No, it's not. But that's what the egg companies want you to believe. In truth the number of egg laying hens is only down about 5% total since the beginning of the epidemic.
- https://www.ers.usda.gov/data-products/charts-of-note/chart-... - https://farmdocdaily.illinois.edu/2015/06/economic-implicati...
Compare that to the current epidemic in which a 5 percent decrease of egg-laying hens is accompanied by a 600%+ price increase.
160M chickens were found affected so far. More culled.
https://www.cdc.gov/bird-flu/situation-summary/data-map-comm...
Most chicken in the USA are raised for meat. There are only 300 millions that are raised for eggs laying so those numbers are staggering.
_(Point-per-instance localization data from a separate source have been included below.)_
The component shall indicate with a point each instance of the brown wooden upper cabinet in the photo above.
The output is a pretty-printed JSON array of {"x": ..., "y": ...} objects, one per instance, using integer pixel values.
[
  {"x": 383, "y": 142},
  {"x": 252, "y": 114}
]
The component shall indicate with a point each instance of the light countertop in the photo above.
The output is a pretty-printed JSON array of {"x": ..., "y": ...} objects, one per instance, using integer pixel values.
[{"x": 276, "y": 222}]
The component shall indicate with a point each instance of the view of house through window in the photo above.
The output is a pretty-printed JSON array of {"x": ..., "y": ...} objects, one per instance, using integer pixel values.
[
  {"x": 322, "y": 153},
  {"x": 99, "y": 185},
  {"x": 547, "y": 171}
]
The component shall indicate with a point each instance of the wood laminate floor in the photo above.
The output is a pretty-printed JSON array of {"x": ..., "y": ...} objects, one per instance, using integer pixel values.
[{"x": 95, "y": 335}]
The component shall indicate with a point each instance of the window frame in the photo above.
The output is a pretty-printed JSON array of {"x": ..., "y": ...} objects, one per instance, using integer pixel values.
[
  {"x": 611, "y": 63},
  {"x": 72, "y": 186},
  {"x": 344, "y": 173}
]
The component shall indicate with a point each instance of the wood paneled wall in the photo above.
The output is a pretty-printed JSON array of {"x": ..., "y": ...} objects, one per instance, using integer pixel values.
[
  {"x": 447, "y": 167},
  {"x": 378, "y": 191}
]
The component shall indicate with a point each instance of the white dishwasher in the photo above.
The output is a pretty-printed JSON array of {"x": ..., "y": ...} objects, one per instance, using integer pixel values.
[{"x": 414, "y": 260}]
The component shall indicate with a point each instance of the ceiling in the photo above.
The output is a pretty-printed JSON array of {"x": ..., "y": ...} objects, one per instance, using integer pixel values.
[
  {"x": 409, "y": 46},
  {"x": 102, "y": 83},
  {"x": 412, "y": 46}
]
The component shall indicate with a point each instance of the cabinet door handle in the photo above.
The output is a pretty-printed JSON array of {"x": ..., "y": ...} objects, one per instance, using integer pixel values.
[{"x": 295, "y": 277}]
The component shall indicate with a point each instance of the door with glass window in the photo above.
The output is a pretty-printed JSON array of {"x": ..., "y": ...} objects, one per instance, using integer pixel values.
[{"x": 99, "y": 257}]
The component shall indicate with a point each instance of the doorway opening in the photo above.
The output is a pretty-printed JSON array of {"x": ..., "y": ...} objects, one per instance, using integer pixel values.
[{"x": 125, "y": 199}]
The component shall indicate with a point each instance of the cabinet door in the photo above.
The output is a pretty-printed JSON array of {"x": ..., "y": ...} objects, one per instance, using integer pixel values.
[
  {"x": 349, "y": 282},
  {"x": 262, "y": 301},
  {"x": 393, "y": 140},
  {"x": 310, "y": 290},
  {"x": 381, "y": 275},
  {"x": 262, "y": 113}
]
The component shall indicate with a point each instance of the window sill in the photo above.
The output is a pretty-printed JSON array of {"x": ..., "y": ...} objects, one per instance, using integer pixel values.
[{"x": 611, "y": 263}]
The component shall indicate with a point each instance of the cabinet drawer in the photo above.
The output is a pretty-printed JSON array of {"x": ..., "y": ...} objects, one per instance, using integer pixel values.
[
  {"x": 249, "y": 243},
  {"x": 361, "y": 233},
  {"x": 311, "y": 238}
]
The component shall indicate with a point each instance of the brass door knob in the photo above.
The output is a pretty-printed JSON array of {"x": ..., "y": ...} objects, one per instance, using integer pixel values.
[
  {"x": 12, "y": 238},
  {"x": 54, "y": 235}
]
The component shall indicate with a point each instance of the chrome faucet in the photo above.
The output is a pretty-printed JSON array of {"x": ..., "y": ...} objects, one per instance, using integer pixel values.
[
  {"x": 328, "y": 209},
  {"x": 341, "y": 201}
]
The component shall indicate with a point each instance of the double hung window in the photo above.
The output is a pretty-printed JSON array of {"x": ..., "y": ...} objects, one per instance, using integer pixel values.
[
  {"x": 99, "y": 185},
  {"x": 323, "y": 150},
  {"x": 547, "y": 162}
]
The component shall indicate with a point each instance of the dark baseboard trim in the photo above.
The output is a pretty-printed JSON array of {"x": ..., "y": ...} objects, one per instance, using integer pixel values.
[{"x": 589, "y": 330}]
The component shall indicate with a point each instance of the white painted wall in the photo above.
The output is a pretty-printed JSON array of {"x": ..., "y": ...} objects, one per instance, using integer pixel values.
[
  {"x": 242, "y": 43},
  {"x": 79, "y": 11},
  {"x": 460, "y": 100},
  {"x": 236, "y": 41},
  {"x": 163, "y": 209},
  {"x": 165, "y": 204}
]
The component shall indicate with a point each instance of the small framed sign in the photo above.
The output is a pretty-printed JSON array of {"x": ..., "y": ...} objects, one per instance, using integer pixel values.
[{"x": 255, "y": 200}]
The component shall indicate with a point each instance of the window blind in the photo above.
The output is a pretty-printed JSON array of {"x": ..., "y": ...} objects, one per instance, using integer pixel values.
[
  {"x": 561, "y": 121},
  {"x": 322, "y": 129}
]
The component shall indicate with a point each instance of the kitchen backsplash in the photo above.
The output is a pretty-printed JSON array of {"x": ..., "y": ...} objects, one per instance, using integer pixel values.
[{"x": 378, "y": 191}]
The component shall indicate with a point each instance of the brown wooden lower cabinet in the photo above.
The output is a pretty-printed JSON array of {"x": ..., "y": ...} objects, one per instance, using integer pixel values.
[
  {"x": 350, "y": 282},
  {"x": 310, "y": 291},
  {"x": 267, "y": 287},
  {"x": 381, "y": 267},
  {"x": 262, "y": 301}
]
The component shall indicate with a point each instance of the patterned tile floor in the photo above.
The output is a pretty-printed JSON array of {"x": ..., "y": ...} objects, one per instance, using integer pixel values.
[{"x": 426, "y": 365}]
160M chickens with "more culled" is not correct. 115M of those affected have been culled.
Furthermore it doesn't make sense to talk about absolute numbers culled over the course of years when the rate of replenishment of the egg layers is on a shorter time horizon (chicks grow to egg laying maturity in just a few months, which is why we saw a total recovery from the 2015 avian flu in just eight months). That's why it makes more sense to do a year to year comparison of the size of the egg laying population.
If your theory is that the bird flu has decimated the egg laying hen population and therefore egg production is down a staggering amount, answer the following question and decide whether the number is staggering:
How many eggs were produced in Jan 2021? How many eggs were produced in Jan 2025?